At The Table with Alia Farid

Joined by Bridget Guarasci and Amal Khalaf

16 November 2023
19:00 GMT
Online
Free
Click here to book now

Presented in partnership with British Council Wales, Artes Mundi presents our free At The Table talks series for AM10. 

 

Alia Farid will be in conversation with Environmental Anthropologist Bridget Guarasci and Amal Khalaf, Curator, Artist and Director of Programmes at Cubitt, London.

 

The At The Table series brings together the voices of the seven AM10 artists alongside those of international curators, artists, historians, thinkers and writers in a series of roundtable discussions. The talks will centre on themes and ideas present in the artist’s work and the interwoven relationship between histories and practices, locally to internationally. 

 

Imagining we are sitting around a table sharing conversation and exchanging ideas, this event is a chance to hear different concerns and perspectives while getting to know the artist and their work. 

 

The talk will be interpreted in BSL and live captions will be provided.
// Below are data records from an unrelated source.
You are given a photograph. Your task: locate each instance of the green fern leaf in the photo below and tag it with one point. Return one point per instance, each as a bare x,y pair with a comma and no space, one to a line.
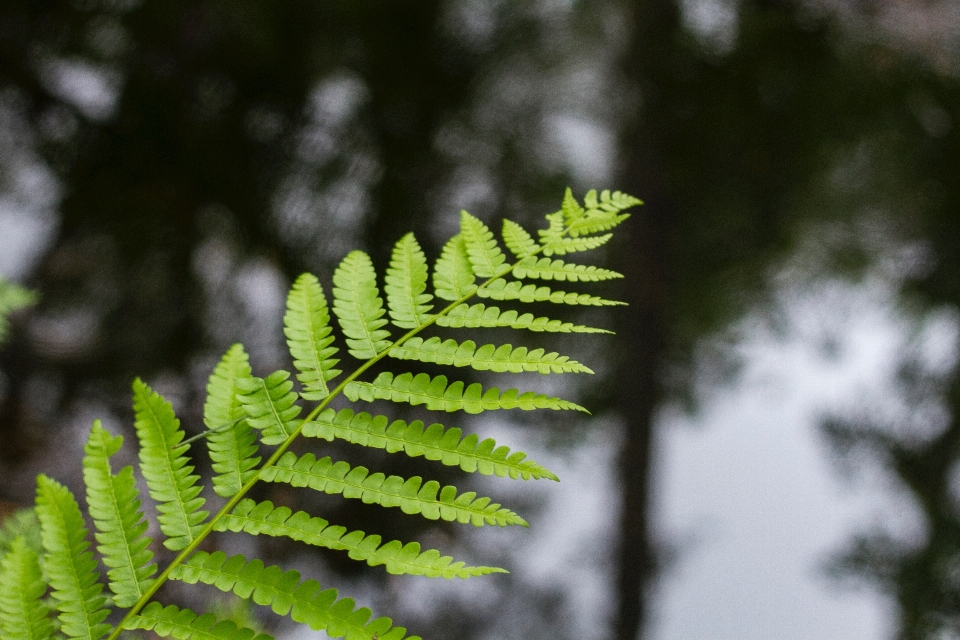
598,216
482,249
230,441
166,468
283,592
609,202
23,614
556,228
486,358
501,289
307,327
71,568
411,495
263,518
573,245
21,523
13,297
358,306
406,282
271,406
114,505
592,225
547,269
184,624
434,443
480,315
571,209
438,396
453,277
518,240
Credit: Filmmaker and Sculptor Alia Farid

Credit: Bridget Guarasci Headshot June 2021

Credit: Amal Khalaf by Christa Holka 2023

Alia Farid (b 1985) lives and works in Kuwait and Puerto Rico. Her work meditates on the intimacies of everyday objects that have been made, put to use, or operationalised by hand – mundane drinking vessels, manufacturing belts, family movies made on handheld cameras, artisanal tapestry – to excavate histories of loss and to forge pathways towards the rediscovery of shared personal connection. In material form, her works actualise conversations among people and the ecologies they inhabit in order to bring sublimated histories back to the surface, excavate material traces of the everyday, and evidence forms of creative expression that are often overlooked. 

 

 

Bridget Guarasci is Associate Professor of Anthropology at Franklin & Marshall College. She is an environmental anthropologist whose work examines the intersections of war and ecological life in the Arab-majority world. Her forthcoming book Warzone Ecology: Iraq’s Marshes as Battlegrounds considers how the management of nature during the US occupation and UN reconstruction of Iraq was particularly vicious warfare because of the way marshlands conservationists targeted not just life form, but the life systems it depends on. She has published with International Journal of Middle East Studies, Arab Studies Journal, Journal of Contemporary Iraq and the Arab World, the Annual Review of Anthropology, and the Society for Cultural Anthropology’s Theorizing the Contemporary series as well as with Brown University’s Costs of War project and Slate magazine.   

 

 

Amal Khalaf is a curator and artist and currently Director of Programmes at Cubitt, Civic Curator at the Serpentine Galleries, and co-curator of the forthcoming Sharjah Biennial in 2025. Here and in other contexts she has developed residencies, exhibitions, produced films, publications and collaborative research projects at the intersection of arts and social justice, grounded in an ongoing study of radical pedagogy.  Recent projects include Radio Ballads (2019-22) and Sensing the Planet (2021). She is a founding member of artist collective GCC, a trustee of Mophradat, Athens; not/nowhere, London and Art Night, London. In 2019 she curated Bahrain’s pavilion for Venice, in 2018 she co-curated an international arts and social justice conference called Rights to the City and in 2016 she co-directed the 10th edition of the Global Art Forum, Art Dubai.  She has produced several artist films in the last decade, including RAFTS by Rory Pilgrim, currently nominated for the Turner Prize 2023.